As of the census of 2000, there were 2,270 people, 861 households, and 625 families residing in the town.  The population density was 58.6 people per square mile (22.6/km2).  There were 1,134 housing units at an average density of 29.3 per square mile (11.3/km2).  The racial makeup of the town was 97.05% White, 0.57% African American, 0.44% Native American, 0.22% Asian, 0.18% from other races, and 1.54% from two or more races. Hispanic or Latino of any race were 0.79% of the population.

There were 861 households, out of which 34.0% had children under the age of 18 living with them, 58.3% were married couples living together, 9.4% had a female householder with no husband present, and 27.3% were non-families. 20.6% of all households were made up of individuals, and 8.2% had someone living alone who was 65 years of age or older.  The average household size was 2.59 and the average family size was 3.00.

In the town, the population was spread out, with 26.7% under the age of 18, 6.9% from 18 to 24, 27.5% from 25 to 44, 25.9% from 45 to 64, and 13.1% who were 65 years of age or older.  The median age was 39 years.

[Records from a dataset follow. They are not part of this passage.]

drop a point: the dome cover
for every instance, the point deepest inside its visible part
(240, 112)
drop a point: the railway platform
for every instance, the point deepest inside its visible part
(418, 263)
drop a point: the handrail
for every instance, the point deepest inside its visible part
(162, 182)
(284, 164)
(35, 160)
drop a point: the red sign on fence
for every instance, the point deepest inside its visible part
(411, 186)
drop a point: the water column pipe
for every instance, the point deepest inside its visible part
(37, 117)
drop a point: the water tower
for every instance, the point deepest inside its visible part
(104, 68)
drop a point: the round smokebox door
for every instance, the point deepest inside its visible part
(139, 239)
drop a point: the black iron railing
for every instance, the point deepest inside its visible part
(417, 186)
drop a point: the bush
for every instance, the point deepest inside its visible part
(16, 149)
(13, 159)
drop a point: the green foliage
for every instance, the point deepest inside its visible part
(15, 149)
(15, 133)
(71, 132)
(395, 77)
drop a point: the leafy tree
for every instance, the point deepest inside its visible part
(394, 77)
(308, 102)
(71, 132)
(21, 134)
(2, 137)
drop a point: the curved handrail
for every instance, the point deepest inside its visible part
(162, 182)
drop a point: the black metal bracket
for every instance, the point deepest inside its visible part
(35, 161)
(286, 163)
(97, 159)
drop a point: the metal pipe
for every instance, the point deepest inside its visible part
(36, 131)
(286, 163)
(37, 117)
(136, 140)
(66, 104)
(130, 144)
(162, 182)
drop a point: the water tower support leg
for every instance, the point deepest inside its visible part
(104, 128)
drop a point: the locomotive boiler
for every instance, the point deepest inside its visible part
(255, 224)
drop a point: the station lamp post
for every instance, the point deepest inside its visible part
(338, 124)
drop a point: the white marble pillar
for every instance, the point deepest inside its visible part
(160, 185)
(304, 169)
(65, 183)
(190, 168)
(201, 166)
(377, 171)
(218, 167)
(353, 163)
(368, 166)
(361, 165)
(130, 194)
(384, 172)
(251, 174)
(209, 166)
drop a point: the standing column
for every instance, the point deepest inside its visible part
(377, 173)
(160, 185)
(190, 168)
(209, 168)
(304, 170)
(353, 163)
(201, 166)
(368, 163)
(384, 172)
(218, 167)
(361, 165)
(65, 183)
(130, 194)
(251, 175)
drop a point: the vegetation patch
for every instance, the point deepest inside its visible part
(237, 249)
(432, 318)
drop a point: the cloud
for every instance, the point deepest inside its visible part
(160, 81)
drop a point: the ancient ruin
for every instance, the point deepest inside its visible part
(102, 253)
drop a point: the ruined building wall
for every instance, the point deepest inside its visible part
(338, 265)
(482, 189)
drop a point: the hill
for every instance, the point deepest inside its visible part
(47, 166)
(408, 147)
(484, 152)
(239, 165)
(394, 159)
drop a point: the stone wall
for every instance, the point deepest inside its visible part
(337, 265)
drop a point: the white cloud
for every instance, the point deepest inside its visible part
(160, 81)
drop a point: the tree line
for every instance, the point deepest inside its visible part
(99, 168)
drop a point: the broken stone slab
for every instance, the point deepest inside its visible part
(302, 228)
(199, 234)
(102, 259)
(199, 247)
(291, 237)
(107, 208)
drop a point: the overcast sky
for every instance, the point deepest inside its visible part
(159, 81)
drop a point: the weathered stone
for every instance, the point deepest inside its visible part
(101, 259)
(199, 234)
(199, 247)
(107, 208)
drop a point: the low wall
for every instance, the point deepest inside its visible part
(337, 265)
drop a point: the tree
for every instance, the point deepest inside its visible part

For every 100 females, there were 96.5 males.  For every 100 females age 18 and over, there were 96.6 males.

The median income for a household in the town was $33,110, and the median income for a family was $36,949. Males had a median income of $27,008 versus $20,645 for females. The per capita income for the town was $14,985.  About 9.6% of families and 14.9% of the population were below the poverty line, including 18.7% of those under age 18 and 10.8% of those age 65 or over.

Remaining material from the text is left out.